Дюбеф помедлил с ответом.
— Можно я отрежу ей титьки? — весело справился Расто.
— В очаге! — воскликнул Дюбеф. — В трубе над очагом! Пожалуйста, не трогайте ее!
Бирон сунул руку в трубу — в августе никто огня в очаге не разводил — и извлек запертую деревянную шкатулку. Он подцепил замок кончиком клинка и вывалил на столешницу немалую горку золотых монет.
— Перережьте им горло, а деньги поделите, — сказал Пьер и вышел наружу, не дожидаясь, пока его приказ выполнят.
Сильнее всего ему хотелось добраться до маркиза Нимского и его супруги. Он воображал, как убивает маркиза на глазах гордячки Луизы. О, сколь сладка была бы эта месть! Увы, эти двое проживали вне городских стен, в предместье Сен-Жак, а все крепостные ворота были закрыты, так что месть откладывалась — ненадолго.
Следующим в мысленном списке Пьера значилось семейство Пало.
Изабель Пало не просто оскорбила его и унизила, когда он зашел в их лавку несколько дней назад. Нет, она его напугала. А наблюдательная Сильви это заметила. Что ж, настала пора воздать обеим по заслугам.
Головорезы что-то задерживались. Должно быть, захотели попользоваться Франсуазой, прежде чем ее убивать. В гражданской войне часто так бывает — когда мужчины принимаются убивать, они заодно и насильничают. Как будто с падением одного запрета исчезают и все прочие.
Наконец шайка вывалилась из лавки портного. Пьер повел на их юг по рю Сен-Мартен и дальше, через остров Ситэ. Ему припомнились все те оскорбления, которыми осыпала его Изабель: ублюдок, отродье, сын подзаборной шлюхи… Ничего, он забьет все эти слова обратно ей в глотку.
А Сильви нашла надежное укрытие для книг, мысленно похвалил Нед.

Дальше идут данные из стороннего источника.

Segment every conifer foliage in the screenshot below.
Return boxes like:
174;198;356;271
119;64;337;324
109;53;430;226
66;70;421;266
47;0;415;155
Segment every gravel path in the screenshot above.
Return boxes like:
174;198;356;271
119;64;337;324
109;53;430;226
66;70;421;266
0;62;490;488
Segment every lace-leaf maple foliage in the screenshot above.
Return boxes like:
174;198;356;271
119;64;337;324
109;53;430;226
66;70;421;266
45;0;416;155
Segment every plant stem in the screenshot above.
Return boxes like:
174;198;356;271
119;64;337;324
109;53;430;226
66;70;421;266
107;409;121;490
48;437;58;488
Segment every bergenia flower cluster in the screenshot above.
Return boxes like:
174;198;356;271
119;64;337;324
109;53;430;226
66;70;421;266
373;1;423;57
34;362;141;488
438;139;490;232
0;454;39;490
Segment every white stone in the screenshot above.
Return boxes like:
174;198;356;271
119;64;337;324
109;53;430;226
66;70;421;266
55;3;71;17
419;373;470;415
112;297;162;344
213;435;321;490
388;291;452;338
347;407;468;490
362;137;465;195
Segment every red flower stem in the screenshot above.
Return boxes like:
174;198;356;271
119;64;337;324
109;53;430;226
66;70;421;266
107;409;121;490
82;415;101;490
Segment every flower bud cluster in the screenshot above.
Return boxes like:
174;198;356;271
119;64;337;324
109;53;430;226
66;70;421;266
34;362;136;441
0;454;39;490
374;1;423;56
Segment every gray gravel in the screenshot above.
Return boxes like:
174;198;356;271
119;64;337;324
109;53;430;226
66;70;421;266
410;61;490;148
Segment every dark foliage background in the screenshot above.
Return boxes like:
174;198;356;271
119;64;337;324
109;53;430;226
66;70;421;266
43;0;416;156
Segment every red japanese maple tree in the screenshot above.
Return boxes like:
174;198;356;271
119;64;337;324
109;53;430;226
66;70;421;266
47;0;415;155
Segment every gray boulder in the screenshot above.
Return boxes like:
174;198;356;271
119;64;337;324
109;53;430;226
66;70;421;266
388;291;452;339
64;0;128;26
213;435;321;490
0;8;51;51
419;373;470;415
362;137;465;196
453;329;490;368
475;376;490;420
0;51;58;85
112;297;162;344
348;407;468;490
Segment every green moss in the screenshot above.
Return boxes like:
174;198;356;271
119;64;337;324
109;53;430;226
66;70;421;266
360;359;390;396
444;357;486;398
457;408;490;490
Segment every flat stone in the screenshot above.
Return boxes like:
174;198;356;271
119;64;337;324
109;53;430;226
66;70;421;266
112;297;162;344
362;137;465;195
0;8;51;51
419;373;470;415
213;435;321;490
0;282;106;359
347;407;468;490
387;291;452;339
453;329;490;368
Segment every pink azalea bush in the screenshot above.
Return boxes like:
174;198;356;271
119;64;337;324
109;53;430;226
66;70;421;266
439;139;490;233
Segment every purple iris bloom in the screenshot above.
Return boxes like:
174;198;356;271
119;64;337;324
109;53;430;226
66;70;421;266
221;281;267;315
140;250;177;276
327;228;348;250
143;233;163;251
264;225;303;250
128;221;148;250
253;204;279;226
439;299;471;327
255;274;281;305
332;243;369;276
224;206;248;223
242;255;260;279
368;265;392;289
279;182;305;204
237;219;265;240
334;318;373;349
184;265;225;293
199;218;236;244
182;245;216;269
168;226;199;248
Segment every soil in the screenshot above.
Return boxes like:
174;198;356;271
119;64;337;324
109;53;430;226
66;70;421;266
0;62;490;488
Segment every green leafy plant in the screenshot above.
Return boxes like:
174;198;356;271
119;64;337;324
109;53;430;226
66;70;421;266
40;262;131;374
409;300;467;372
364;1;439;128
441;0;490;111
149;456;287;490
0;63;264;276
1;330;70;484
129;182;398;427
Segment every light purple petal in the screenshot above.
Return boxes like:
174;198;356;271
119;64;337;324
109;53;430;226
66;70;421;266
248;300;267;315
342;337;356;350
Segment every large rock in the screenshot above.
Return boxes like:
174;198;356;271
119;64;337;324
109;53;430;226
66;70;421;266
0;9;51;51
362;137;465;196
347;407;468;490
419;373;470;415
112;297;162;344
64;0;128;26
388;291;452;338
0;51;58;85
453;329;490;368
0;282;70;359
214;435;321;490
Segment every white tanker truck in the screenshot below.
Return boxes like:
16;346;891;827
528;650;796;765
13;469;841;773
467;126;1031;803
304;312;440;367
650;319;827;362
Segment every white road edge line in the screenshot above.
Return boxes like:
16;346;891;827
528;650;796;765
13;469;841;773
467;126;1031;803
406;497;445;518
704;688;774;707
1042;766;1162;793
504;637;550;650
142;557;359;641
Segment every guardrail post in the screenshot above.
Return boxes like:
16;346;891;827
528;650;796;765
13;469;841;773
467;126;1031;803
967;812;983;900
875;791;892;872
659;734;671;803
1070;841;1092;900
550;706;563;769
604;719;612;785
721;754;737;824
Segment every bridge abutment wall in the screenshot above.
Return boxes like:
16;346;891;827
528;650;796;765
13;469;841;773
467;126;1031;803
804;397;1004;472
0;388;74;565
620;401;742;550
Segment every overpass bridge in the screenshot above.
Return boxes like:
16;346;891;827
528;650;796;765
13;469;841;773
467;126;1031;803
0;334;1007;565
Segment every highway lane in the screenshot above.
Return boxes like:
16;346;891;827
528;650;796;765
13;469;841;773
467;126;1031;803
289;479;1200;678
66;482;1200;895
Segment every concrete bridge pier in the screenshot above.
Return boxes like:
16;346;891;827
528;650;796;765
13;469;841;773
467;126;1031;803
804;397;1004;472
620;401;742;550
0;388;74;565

Всякий, кому случится зайти с улицы, увидит лишь бочки, загромождающие склад от пола до потолка. В большинстве этих бочек хранился песок, но Сильви объяснила, что некоторые пусты и легко отодвигаются, открывая укромный уголок, где прятались ящики с книгами. До сих пор, с гордостью поведала она, никто ее не разоблачил.
На всякий случай они притушили Недов фонарь, чтобы никто снаружи не углядел невзначай этого слабого мерцания, и сидели в темноте, держась за руки. Колокола трезвонили без перерыва. Порой с улицы доносились другие звуки — истошные вопли, хриплые возгласы, редкие выстрелы. Сильви беспокоилась о матери, но Нед сумел убедить ее в том, что Изабель надежно укрылась в доме, а им двоим сейчас выбираться со склада нельзя.
Так они провели несколько часов, выжидая и прислушиваясь. К тому времени, когда из-под двери начал сочиться робкий утренний свет, шум на улице поутих. Дверной проем в лучах рассветного солнца словно превратился в раму для картины.
— Мы не можем сидеть тут вечно, — сказала Сильви.
Нед осторожно приоткрыл дверь, высунул голову наружу и осмотрелся. Рю де Мюр выглядела пустынной.
— Никого, — известил он и вышел со склада.
Сильви последовала за ним и заперла дверь.
— Надеюсь, все кончилось, — пробормотала она.
— С них станется продолжить резню при свете дня.
В ответ Сильви повторила слова апостола Иоанна:
— Люди более возлюбили тьму, нежели свет, потому что дела их были злы[115]
.Рука об руку они спешным шагом двинулись по улице. Нед не стал срывать с рукава белую повязку, подумав, что от той еще может быть толк. Впрочем, куда больше он уповал на собственный меч и потому не отнимал пальцев от рукояти.
Они шли на юг, к реке. За первым же углом наткнулись на двух мертвецов, лежавших на пороге лавки шорника. Нед подивился тому, что мертвые оказались полураздетыми. Над трупами склонилась седовласая старуха в грязном плаще. Мгновение спустя Нед сообразил, что это она раздевает мертвецов.